Even though I'm sure I went camping as a kid, and I've gone on cabin trips as a young adult, the camping trip I took this weekend didn't quite feel the same. This time, there was no electricity to light my room or parents to take care of me. Just myself, my boyfriend Ben, my friends––Shannan and Ben W., and a car-full of camping supplies and food. For me, the trip was an experience that made me think about all the responsibilities we take for granted in the modern. We were forced to deal with things that our daily lives generally let us ignore––the dark, the cold, bugs, dirt,
But...maybe I'm being a little bit hyperbolic here. We only went to Mount Diablo, which is so close to home that we barely had to leave the county. Plus, we had what some would consider a pretty cushy campsite. Basic amenities––running water, bathrooms, showers––were all provided. My car was nearby. Hell, my phone was even fully functional and internet-ready the entire trip. Comforts aside, the 2500-foot elevation and the complete change in landscape still made it feel like we were escaping the hustle–and–bustle of city life. And as an inexperienced camper, the Juniper Campground at Mount Diablo provided just the right amount of discomfort to make the trip exciting, but not enough to make me feel overly uneasy. Though our trip wasn't incredibly eventful––really all we did was set up and take down, hike, and eat––everything we did seemed like an adventure, simply because we were camping.
Here's a little breakdown of what happened this weekend:
We reached our campsite after a windy, uphill drive, and found a nice little spot within the Juniper Campground to set up our home for the weekend. I was so excited to be there––even little tasks like taking the food out of the car or connecting tent-poles––seemed exciting. We raced the sun, trying to put up our tent, unpack our supplies and make dinner, while we still had daylight.
After getting ready for the day, we had a hearty breakfast consisting of hard-boiled eggs, left-over hot-dogs, and fruit to prepare for the long hike to the summit of Mount Diablo. Soon after, we hit the trails and hiked the 1500 feet up the mountain, stopping here and there to catch our breath, to take a water break, to snap a photo. By the time we got to the lower part of the summit, we were wiped out and decided to take a little break to refuel with water, trail mix, apples, and CLIF bars.

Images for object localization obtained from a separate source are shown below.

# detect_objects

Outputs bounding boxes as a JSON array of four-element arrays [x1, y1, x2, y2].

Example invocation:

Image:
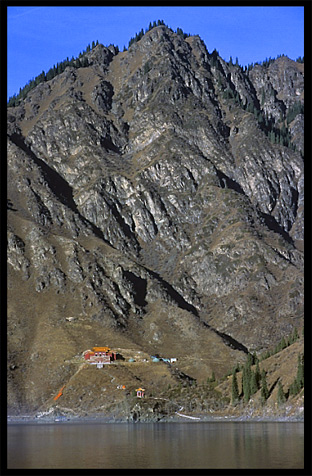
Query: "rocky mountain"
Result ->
[[7, 25, 304, 419]]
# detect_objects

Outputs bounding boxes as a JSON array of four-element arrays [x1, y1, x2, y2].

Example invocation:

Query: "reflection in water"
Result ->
[[7, 422, 304, 469]]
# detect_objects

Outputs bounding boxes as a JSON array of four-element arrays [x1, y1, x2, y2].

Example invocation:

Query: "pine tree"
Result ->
[[246, 102, 255, 114], [242, 360, 251, 403], [250, 371, 258, 396], [270, 130, 276, 144], [79, 56, 87, 67], [247, 353, 254, 366], [261, 89, 265, 106], [257, 112, 264, 125], [296, 354, 304, 388], [292, 327, 299, 343], [233, 362, 240, 373], [255, 361, 261, 388], [260, 370, 269, 405], [289, 354, 304, 397], [289, 379, 300, 396], [231, 368, 239, 405], [277, 381, 286, 405]]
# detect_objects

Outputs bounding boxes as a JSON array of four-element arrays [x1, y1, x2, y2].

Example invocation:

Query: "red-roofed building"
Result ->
[[83, 347, 117, 367]]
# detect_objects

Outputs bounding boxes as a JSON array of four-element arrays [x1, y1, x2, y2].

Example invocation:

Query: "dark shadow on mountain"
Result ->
[[123, 271, 148, 307], [100, 136, 120, 153], [110, 203, 136, 242], [145, 268, 200, 316], [201, 319, 249, 354], [260, 211, 294, 244], [216, 169, 245, 195], [214, 329, 249, 354], [9, 132, 113, 247]]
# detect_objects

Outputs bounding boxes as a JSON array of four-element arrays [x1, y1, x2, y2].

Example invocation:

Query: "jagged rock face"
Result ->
[[249, 56, 304, 110], [7, 26, 304, 413]]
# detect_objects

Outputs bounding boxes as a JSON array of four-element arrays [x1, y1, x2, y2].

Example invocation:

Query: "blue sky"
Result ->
[[7, 6, 304, 99]]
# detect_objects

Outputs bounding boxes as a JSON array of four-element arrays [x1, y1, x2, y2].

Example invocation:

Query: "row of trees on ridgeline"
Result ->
[[245, 54, 304, 72], [7, 40, 105, 107], [8, 19, 304, 156], [127, 19, 191, 48], [8, 20, 190, 107], [259, 327, 301, 360]]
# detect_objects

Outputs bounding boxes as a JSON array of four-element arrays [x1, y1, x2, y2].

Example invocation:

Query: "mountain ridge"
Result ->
[[7, 25, 304, 419]]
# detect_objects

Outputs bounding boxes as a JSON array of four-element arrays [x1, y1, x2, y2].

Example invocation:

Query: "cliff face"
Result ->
[[7, 26, 304, 416]]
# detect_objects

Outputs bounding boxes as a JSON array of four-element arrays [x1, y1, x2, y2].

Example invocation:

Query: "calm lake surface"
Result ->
[[7, 421, 304, 469]]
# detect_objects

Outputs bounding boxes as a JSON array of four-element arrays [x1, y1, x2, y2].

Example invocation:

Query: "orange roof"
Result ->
[[136, 388, 145, 392], [92, 346, 110, 352]]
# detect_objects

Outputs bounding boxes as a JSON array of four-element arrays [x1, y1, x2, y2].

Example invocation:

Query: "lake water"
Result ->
[[7, 421, 304, 469]]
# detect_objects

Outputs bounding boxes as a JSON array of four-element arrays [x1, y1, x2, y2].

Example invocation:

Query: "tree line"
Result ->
[[8, 20, 193, 107], [259, 327, 301, 360], [8, 16, 304, 157], [127, 19, 166, 48], [127, 19, 191, 49], [246, 54, 304, 72], [7, 40, 105, 107], [210, 48, 303, 152], [222, 82, 301, 150], [231, 328, 303, 406], [232, 352, 304, 406]]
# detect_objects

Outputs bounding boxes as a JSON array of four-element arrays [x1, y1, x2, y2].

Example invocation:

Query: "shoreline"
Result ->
[[7, 396, 304, 425], [7, 414, 304, 424]]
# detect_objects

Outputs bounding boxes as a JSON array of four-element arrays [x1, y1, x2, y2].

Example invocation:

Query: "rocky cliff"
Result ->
[[7, 25, 304, 418]]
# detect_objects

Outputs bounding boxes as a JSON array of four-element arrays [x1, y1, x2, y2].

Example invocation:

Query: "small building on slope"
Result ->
[[83, 347, 117, 368]]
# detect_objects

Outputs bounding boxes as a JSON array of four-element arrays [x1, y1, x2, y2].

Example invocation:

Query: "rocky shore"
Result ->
[[8, 391, 304, 424]]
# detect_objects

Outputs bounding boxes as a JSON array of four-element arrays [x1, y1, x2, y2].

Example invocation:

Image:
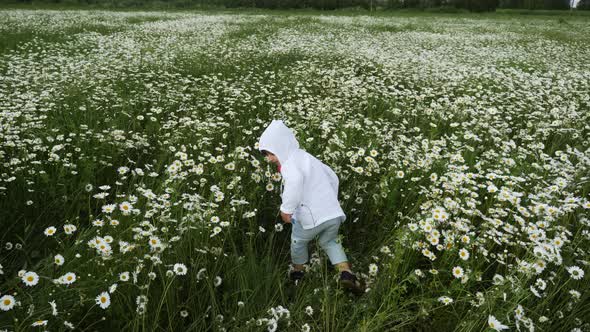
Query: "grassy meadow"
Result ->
[[0, 8, 589, 332]]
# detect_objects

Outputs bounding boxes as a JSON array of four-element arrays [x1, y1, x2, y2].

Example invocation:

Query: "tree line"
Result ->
[[7, 0, 589, 12]]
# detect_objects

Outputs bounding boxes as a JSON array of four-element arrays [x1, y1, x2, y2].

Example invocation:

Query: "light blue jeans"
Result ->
[[291, 216, 347, 265]]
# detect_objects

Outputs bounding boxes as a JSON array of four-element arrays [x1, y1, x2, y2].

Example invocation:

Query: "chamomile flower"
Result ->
[[0, 295, 16, 311], [31, 320, 48, 327], [514, 305, 524, 319], [197, 268, 207, 280], [224, 162, 235, 171], [54, 254, 65, 266], [93, 192, 109, 199], [368, 263, 378, 276], [44, 226, 57, 236], [22, 271, 40, 286], [102, 204, 116, 214], [148, 237, 162, 251], [492, 274, 505, 285], [567, 266, 584, 280], [96, 291, 111, 309], [488, 315, 508, 331], [438, 296, 453, 305], [535, 278, 547, 290], [62, 272, 76, 285], [119, 201, 132, 215], [461, 235, 470, 244], [458, 248, 470, 260], [452, 266, 464, 279], [49, 300, 58, 316], [569, 289, 581, 300], [211, 226, 222, 237], [119, 271, 130, 282], [63, 224, 77, 234], [174, 263, 188, 276]]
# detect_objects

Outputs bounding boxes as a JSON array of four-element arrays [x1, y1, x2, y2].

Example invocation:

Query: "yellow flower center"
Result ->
[[27, 276, 34, 282], [101, 297, 107, 303], [3, 299, 11, 305]]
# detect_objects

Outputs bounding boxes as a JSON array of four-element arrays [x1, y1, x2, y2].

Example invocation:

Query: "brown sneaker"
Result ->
[[290, 270, 305, 286], [339, 271, 365, 295]]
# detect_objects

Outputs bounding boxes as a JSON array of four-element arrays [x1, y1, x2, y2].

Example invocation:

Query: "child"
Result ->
[[258, 120, 364, 295]]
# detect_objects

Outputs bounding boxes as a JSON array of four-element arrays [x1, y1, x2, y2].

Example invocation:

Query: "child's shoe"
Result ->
[[339, 271, 364, 295], [290, 270, 305, 286]]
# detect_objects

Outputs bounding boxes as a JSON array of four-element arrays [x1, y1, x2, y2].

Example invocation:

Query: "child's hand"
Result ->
[[280, 211, 292, 224]]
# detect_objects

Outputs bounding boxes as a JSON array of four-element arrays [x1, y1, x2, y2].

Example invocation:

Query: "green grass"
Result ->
[[0, 7, 589, 332]]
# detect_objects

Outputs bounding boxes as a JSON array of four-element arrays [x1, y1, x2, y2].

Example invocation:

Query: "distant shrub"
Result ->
[[424, 5, 469, 12]]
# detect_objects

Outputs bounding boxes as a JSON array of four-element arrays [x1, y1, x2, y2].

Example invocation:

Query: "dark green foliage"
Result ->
[[2, 0, 586, 25], [451, 0, 499, 11], [499, 0, 570, 8]]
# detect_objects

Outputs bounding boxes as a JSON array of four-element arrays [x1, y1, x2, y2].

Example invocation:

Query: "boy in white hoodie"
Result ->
[[258, 120, 364, 295]]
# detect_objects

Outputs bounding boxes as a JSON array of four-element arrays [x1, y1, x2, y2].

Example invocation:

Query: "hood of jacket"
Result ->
[[258, 120, 300, 165]]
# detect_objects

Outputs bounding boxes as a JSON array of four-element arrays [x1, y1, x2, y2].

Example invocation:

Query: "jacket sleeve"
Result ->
[[322, 162, 339, 193], [280, 165, 304, 214]]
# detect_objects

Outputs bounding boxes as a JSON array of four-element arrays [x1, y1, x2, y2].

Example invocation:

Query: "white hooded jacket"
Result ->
[[258, 120, 345, 230]]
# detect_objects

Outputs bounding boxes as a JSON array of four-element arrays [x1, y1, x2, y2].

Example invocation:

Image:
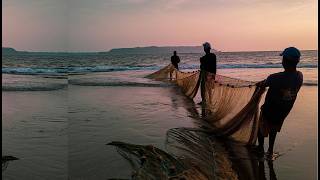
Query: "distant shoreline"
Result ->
[[2, 47, 317, 54]]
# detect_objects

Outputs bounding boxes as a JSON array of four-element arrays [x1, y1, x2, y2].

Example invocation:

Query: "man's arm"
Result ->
[[213, 58, 216, 74], [256, 76, 272, 87], [212, 54, 217, 74], [256, 80, 267, 87], [200, 57, 204, 63]]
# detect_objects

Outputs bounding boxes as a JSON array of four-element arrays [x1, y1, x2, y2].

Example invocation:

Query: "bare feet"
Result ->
[[265, 151, 280, 161]]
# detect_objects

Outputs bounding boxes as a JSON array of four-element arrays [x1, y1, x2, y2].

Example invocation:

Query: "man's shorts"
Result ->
[[259, 111, 285, 137]]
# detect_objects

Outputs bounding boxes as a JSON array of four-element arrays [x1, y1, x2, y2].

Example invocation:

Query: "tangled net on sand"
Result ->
[[108, 128, 239, 180], [107, 141, 202, 180]]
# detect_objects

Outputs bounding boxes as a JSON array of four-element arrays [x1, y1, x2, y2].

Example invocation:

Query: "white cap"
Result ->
[[203, 42, 211, 50]]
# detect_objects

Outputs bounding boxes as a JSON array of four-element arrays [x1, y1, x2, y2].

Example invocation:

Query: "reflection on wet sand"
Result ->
[[108, 87, 279, 179], [169, 88, 278, 180]]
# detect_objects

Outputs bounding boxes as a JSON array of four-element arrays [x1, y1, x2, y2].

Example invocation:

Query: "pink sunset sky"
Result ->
[[2, 0, 318, 52]]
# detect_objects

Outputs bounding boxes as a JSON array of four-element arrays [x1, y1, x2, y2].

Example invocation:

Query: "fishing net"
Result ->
[[107, 127, 241, 180], [200, 72, 266, 144], [108, 65, 267, 179], [146, 64, 201, 98], [165, 128, 239, 180], [146, 64, 266, 145], [165, 128, 265, 180], [108, 126, 264, 180], [145, 64, 175, 81], [107, 141, 209, 180], [175, 70, 201, 98]]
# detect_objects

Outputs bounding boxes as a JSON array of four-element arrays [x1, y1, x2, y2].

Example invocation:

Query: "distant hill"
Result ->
[[107, 46, 219, 54], [2, 47, 18, 54], [2, 46, 220, 54], [2, 47, 30, 54], [2, 47, 69, 55]]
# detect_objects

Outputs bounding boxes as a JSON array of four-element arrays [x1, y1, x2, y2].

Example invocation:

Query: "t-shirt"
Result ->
[[171, 55, 180, 69], [262, 71, 303, 122], [200, 53, 217, 74]]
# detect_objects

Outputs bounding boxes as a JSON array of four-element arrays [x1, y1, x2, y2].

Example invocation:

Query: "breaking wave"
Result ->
[[2, 63, 317, 75]]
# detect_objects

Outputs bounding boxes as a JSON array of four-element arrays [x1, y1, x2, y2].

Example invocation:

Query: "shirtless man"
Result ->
[[256, 47, 303, 159]]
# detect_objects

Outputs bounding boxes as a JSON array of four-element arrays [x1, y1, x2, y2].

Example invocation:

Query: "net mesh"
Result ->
[[175, 70, 201, 99], [107, 141, 209, 180], [108, 128, 240, 180], [145, 64, 175, 81], [107, 64, 267, 179], [146, 64, 266, 145], [165, 128, 239, 180]]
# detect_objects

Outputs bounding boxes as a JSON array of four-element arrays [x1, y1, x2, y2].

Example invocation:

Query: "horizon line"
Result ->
[[2, 46, 318, 53]]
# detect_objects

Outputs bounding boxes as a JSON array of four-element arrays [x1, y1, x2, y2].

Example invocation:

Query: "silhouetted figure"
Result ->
[[171, 51, 180, 70], [200, 42, 217, 74], [256, 47, 303, 159], [199, 42, 217, 104]]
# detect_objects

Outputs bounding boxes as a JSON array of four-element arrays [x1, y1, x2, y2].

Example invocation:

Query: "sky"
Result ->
[[2, 0, 318, 52]]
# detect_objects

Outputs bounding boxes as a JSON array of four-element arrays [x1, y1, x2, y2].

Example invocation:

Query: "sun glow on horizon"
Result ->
[[2, 0, 318, 52]]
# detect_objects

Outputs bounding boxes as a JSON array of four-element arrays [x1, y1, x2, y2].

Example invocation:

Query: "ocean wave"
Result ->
[[179, 63, 317, 69], [218, 64, 317, 69], [67, 66, 158, 73], [2, 63, 317, 75], [2, 66, 157, 75], [2, 67, 68, 75]]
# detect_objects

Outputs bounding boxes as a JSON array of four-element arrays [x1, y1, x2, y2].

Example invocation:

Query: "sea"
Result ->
[[2, 49, 318, 179]]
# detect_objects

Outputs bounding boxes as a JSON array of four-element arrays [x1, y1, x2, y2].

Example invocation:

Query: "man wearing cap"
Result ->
[[200, 42, 217, 74], [199, 42, 217, 105], [171, 51, 180, 70], [256, 47, 303, 160]]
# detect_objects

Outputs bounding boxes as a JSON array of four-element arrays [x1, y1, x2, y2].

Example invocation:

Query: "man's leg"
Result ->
[[267, 129, 277, 154], [267, 160, 277, 180], [257, 130, 265, 152], [258, 160, 267, 180], [198, 71, 206, 105], [200, 80, 205, 102]]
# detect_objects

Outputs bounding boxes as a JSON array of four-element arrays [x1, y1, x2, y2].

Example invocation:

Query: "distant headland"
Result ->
[[2, 47, 68, 55], [8, 47, 316, 54], [107, 46, 219, 54], [2, 47, 31, 54], [2, 47, 18, 53], [2, 46, 219, 54]]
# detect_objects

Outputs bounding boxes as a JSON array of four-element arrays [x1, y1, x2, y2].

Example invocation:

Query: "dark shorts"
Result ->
[[259, 113, 285, 137], [172, 64, 178, 70]]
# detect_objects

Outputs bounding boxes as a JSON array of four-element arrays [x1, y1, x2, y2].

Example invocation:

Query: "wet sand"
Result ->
[[2, 76, 317, 179], [2, 90, 68, 180], [68, 85, 316, 179]]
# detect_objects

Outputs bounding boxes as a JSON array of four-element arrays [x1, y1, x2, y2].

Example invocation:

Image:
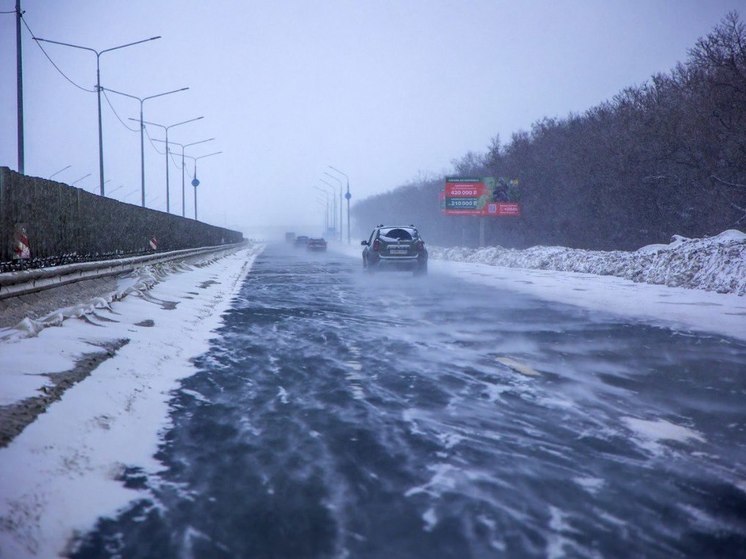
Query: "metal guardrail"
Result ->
[[0, 242, 246, 300]]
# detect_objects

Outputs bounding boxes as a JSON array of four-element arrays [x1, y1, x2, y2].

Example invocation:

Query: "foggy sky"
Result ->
[[0, 0, 742, 235]]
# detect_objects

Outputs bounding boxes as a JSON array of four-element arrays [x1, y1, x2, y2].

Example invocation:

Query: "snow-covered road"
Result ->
[[431, 259, 746, 342], [0, 234, 744, 557]]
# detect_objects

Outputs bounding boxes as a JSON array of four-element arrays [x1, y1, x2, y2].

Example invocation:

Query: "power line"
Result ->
[[168, 148, 182, 170], [21, 15, 95, 93], [101, 89, 140, 132], [143, 126, 167, 155]]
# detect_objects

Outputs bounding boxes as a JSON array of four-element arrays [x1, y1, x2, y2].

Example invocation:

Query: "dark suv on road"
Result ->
[[361, 225, 428, 275]]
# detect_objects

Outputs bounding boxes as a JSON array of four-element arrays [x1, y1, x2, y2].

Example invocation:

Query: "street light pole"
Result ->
[[49, 164, 71, 180], [313, 185, 332, 233], [15, 0, 24, 174], [183, 151, 222, 220], [314, 199, 328, 233], [319, 179, 338, 238], [34, 35, 161, 196], [153, 137, 214, 217], [179, 139, 214, 218], [105, 86, 189, 207], [140, 116, 203, 213], [328, 166, 351, 243], [71, 173, 91, 186], [322, 173, 343, 241]]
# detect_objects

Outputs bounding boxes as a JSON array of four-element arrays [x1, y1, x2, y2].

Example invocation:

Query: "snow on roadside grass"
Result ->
[[430, 230, 746, 295]]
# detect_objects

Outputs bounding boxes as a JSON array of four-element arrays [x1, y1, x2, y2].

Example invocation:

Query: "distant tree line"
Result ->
[[351, 12, 746, 250]]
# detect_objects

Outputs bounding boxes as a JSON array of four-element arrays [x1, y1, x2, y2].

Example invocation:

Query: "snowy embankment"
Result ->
[[0, 243, 264, 559], [430, 230, 746, 296]]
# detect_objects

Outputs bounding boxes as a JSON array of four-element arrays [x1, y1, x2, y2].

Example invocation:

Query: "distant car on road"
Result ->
[[361, 225, 427, 275], [294, 235, 309, 248], [307, 238, 327, 252]]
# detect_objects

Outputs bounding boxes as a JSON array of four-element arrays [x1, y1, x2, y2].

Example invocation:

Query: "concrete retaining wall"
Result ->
[[0, 167, 242, 264]]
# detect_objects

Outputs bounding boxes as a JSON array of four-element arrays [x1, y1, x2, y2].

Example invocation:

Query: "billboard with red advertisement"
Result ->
[[442, 176, 520, 216]]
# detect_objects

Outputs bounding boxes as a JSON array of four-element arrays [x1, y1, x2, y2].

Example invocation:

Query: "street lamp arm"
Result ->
[[49, 165, 71, 179], [140, 119, 167, 130], [34, 35, 160, 57], [318, 181, 334, 191], [328, 165, 349, 180], [144, 87, 188, 102], [153, 137, 215, 149], [182, 151, 223, 165], [323, 171, 342, 184], [104, 86, 189, 105], [169, 115, 203, 129], [99, 36, 161, 55], [101, 86, 139, 102], [34, 37, 97, 54], [71, 173, 92, 185], [142, 116, 203, 130], [195, 151, 222, 161], [185, 137, 215, 148]]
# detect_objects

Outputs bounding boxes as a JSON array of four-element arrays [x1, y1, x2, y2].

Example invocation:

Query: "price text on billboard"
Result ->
[[442, 177, 521, 217]]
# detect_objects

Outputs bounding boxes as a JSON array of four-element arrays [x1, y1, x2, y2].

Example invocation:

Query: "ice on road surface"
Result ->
[[0, 236, 744, 558]]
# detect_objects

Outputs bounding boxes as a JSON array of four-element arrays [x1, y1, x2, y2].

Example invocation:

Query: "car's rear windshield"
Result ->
[[379, 228, 417, 241]]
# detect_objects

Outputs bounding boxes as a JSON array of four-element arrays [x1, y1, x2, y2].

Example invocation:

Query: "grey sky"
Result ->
[[1, 0, 742, 234]]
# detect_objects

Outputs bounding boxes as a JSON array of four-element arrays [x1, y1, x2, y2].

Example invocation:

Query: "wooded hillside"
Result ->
[[351, 13, 746, 250]]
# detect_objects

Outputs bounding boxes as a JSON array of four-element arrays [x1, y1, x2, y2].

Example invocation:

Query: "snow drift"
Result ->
[[429, 230, 746, 296]]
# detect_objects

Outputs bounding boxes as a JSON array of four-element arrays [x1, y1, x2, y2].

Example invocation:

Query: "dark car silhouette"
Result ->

Once we had gathered up enough energy again, we climbed the last 500 feet to the top of the summit. When we got there, we checked out the small visitors' center (why not?) and looked out at the stunning views from the observation deck. There was a picturesque panorama of rolling hills below a blue sky speckled with long white clouds. Though it was a tough hike for four out-of-shape friends, it was worth it for the beautiful views we got to see. (And, also for bragging rights.)